5 November 2019 • Martijn Tamboer
Solving technical puzzles in Bucharest
In early October, three students from The Hague University of Applied Sciences (HBO-ICT) took part in the European Cyber Security Challenge student competition in Bucharest. Together with students from the University of Twente and Fontys University of Applied Sciences, the students competed with twenty European teams to solve technical puzzles. Cyber Security lecturer Daniel Meinsma accompanied the students.
Capture the flag
“Just before summer, Dcypher, the platform for research and education in Cyber Security, asked if our Zoetermeer branch, the Dutch Innovation Factory, could organise a national student competition.
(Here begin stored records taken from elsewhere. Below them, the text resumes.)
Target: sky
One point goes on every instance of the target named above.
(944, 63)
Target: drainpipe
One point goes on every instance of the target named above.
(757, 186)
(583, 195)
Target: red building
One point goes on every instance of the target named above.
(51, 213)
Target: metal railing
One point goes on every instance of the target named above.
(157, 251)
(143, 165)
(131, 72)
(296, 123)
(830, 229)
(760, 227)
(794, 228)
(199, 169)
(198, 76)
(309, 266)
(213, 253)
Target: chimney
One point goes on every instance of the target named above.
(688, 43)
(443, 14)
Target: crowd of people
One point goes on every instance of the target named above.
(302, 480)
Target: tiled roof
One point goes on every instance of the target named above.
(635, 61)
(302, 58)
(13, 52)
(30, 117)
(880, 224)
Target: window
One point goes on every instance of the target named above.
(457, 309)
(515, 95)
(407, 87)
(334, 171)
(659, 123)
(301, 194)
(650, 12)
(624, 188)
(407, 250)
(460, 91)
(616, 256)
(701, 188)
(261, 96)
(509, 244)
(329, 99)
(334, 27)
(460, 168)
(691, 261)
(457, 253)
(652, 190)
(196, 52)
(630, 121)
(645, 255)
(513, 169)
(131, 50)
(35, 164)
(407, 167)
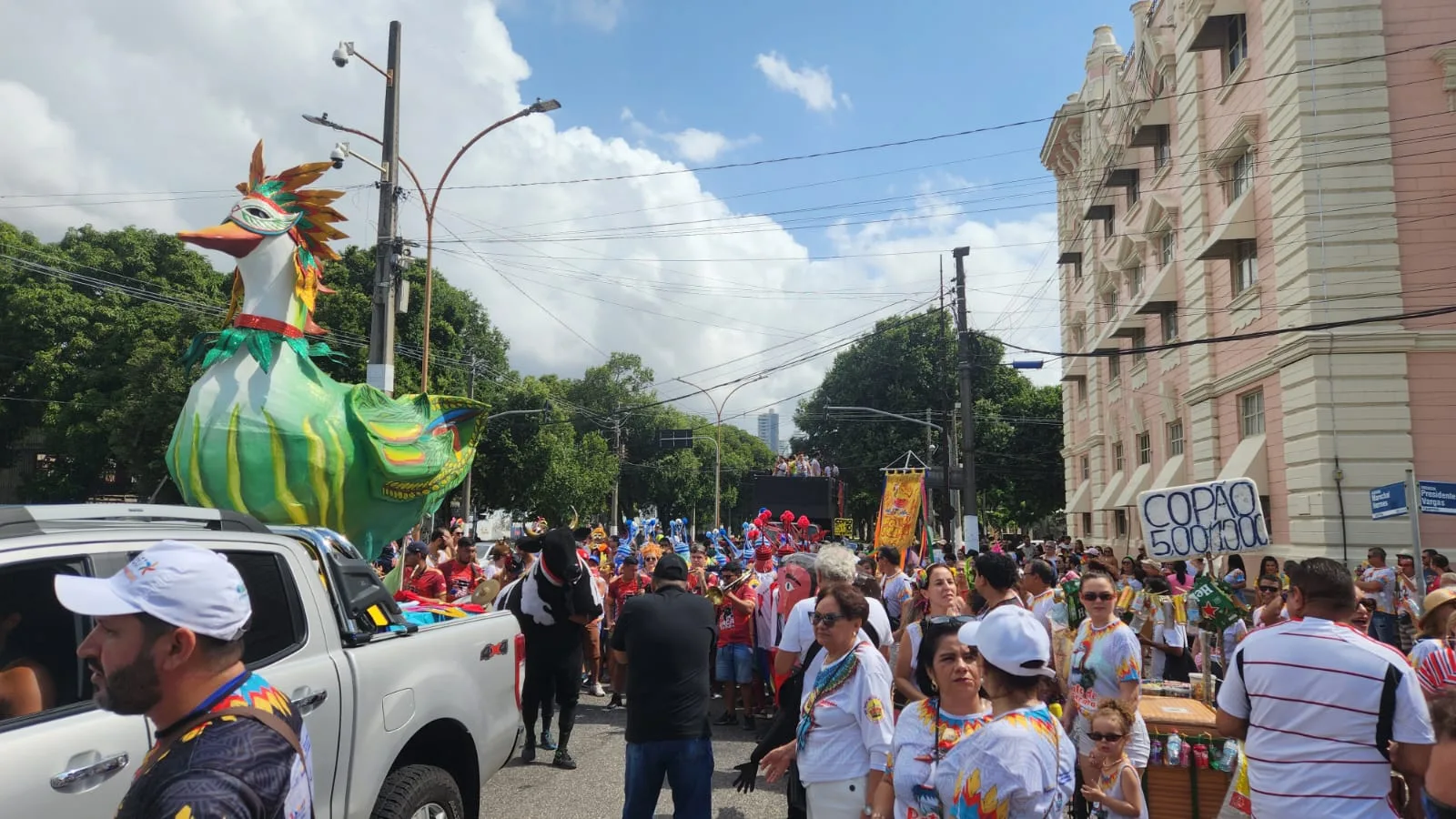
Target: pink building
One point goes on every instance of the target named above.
(1254, 167)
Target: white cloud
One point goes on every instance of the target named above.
(174, 101)
(812, 85)
(597, 14)
(693, 145)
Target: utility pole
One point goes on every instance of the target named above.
(382, 324)
(465, 503)
(970, 522)
(616, 450)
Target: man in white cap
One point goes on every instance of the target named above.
(167, 643)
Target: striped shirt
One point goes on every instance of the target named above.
(1312, 694)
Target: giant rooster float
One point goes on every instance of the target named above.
(264, 430)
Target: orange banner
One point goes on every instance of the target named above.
(899, 509)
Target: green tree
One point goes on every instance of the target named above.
(907, 365)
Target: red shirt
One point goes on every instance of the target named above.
(619, 591)
(460, 577)
(734, 624)
(424, 581)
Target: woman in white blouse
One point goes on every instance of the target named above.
(929, 729)
(944, 601)
(846, 723)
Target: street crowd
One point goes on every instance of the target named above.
(907, 685)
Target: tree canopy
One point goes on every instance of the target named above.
(907, 366)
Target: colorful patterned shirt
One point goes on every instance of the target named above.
(1103, 659)
(914, 763)
(1018, 765)
(229, 767)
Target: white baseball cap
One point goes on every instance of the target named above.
(1011, 639)
(178, 583)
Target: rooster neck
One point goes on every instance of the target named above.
(268, 281)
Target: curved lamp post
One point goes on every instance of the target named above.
(341, 57)
(718, 423)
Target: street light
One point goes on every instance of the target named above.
(718, 423)
(341, 58)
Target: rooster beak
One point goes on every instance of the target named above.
(228, 237)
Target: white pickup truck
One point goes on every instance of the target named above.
(404, 720)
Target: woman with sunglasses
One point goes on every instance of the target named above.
(844, 732)
(1019, 763)
(944, 601)
(1107, 663)
(928, 729)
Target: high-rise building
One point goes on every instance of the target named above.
(769, 429)
(1245, 171)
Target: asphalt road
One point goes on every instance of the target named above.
(594, 789)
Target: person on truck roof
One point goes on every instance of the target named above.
(169, 644)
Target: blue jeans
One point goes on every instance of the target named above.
(734, 663)
(1385, 629)
(689, 768)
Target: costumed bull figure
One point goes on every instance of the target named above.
(552, 603)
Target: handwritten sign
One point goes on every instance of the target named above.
(1203, 519)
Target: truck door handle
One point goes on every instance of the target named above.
(101, 768)
(309, 700)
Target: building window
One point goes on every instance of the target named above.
(1235, 44)
(1245, 263)
(1251, 414)
(1238, 177)
(1169, 322)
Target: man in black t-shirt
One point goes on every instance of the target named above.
(664, 642)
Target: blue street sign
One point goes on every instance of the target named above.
(1438, 497)
(1388, 501)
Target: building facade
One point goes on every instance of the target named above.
(769, 429)
(1251, 167)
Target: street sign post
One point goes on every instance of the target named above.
(1388, 501)
(1438, 497)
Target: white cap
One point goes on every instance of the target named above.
(178, 583)
(1011, 639)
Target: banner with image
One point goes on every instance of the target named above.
(1212, 519)
(899, 509)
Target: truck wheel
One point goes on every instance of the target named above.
(420, 792)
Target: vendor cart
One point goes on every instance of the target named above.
(1176, 792)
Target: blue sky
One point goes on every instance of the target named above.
(907, 69)
(116, 102)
During Capture the Flag (CTF) participants have to solve technical puzzles (usually bypassing security measures) to collect flags.”
“Early September turned out to be the perfect time as we had just decided to put CTF out as a learning track within the current semester of Cyber Operations. Almost every educational institution in the Netherlands that is active in Cyber Security sent their student teams to Zoetermeer. Thanks to network infrastructure provided by CISCO, technical puzzles supplied by Certified Secure and extra sponsoring by KPN Security and the Rabobank, the afternoon went perfectly. And it was quite exciting to see which students would be selected for the Dutch team.”
A lucky break
“The student team of the University of Twente dominated all the other teams. But due to the ECSC strict age criteria, only five of them where allowed to be part of the Dutch team as a senior student. This was a lucky break as it allowed three THUAS students to travel to Bucharest.”
Listening to radio waves
On October 8 the team travelled to Bucharest to join twenty European countries to compete in the European Cyber Security Challenge. The students spent two days solving as many technical puzzles as possible. From deciphering encrypted files, creating code to prevent abuse of a software vulnerability to listening to radio waves.
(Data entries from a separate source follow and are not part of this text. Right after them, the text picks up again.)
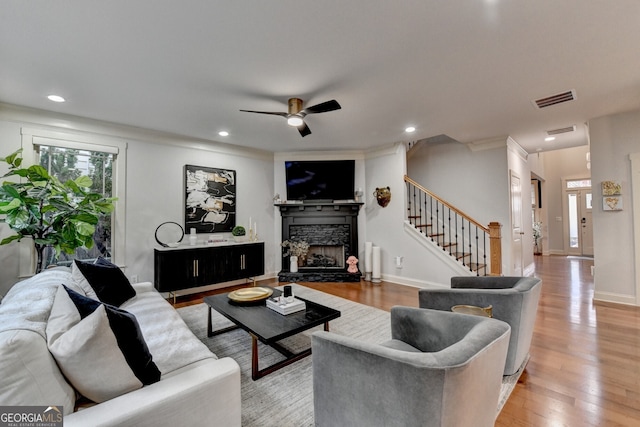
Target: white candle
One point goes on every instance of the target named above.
(375, 274)
(367, 256)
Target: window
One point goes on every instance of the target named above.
(70, 163)
(104, 159)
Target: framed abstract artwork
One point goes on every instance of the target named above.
(210, 199)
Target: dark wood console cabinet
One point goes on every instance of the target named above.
(192, 266)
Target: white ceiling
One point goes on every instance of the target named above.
(468, 69)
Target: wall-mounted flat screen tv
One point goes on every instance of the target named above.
(320, 180)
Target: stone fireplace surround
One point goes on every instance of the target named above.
(321, 225)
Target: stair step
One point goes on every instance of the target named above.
(474, 266)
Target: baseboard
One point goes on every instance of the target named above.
(614, 298)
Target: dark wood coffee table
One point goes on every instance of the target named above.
(269, 327)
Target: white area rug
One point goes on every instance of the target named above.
(285, 397)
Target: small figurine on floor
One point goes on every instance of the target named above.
(353, 264)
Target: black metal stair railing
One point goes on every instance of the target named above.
(455, 232)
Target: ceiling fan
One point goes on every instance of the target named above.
(295, 116)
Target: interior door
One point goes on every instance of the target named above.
(516, 224)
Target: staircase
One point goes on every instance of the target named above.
(475, 246)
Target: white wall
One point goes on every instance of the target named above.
(155, 183)
(613, 138)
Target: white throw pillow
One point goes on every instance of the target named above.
(29, 375)
(98, 347)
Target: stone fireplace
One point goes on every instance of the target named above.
(331, 229)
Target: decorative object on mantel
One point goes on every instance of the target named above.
(383, 196)
(353, 264)
(60, 215)
(169, 234)
(210, 199)
(375, 265)
(611, 196)
(239, 233)
(296, 249)
(368, 260)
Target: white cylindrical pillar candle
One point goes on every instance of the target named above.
(368, 251)
(375, 264)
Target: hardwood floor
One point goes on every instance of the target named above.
(585, 356)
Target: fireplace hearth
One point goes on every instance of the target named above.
(331, 229)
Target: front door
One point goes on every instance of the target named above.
(580, 225)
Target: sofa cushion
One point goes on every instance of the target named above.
(106, 280)
(98, 347)
(29, 375)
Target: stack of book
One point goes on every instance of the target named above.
(288, 308)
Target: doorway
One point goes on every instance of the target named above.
(578, 205)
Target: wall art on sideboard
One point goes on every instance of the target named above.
(611, 188)
(612, 203)
(210, 199)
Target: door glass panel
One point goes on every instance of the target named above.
(573, 220)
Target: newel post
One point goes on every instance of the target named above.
(495, 247)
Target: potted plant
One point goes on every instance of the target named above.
(54, 214)
(295, 250)
(239, 233)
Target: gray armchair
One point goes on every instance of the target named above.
(514, 300)
(438, 369)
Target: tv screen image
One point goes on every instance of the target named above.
(320, 180)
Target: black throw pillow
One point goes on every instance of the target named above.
(108, 281)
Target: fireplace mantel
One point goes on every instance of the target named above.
(320, 223)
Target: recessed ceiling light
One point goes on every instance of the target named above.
(55, 98)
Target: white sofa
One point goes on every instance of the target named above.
(196, 388)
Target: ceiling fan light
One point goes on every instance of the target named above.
(295, 121)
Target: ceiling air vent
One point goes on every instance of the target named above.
(561, 130)
(555, 99)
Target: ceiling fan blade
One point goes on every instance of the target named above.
(266, 112)
(304, 130)
(322, 108)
“On the first day the student teams from Romania, Italy, Austria and Germany completed puzzles like well-oiled machines, leaving the other teams far behind them. When we found ourselves in 19th place, it was time for a tough team heart-to-heart. We started to move up in the ranks and at the end of the day we had conquered the 14th place. On the second day we managed to hold on to this position for quite a while, but at the end we were overtaken by Ireland and Norway.”
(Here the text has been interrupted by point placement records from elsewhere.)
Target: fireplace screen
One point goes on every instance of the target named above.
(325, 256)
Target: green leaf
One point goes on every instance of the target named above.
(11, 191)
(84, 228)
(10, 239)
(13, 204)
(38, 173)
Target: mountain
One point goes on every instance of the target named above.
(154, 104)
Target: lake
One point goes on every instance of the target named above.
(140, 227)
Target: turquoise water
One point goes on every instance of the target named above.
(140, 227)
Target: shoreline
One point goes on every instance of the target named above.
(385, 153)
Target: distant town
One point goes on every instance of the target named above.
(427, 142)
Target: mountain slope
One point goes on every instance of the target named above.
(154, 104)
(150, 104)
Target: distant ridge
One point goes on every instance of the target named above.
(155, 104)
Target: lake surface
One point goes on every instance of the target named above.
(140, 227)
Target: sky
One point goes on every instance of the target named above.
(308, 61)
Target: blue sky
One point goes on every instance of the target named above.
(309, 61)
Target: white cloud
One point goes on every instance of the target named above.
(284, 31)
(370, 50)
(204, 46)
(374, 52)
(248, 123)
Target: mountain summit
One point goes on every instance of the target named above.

“The Netherlands is known as a pioneer and expert in Cyber Security. But to be honest, this competition made it clear that we were outcompeted by many other countries. The Netherlands has to make bigger strides in Cyber Security if we want our students to achieve the level of other countries. I see ECSC 2019 as a wake-up call to dedicate our efforts and passion to further improving the level of Cyber Security education.”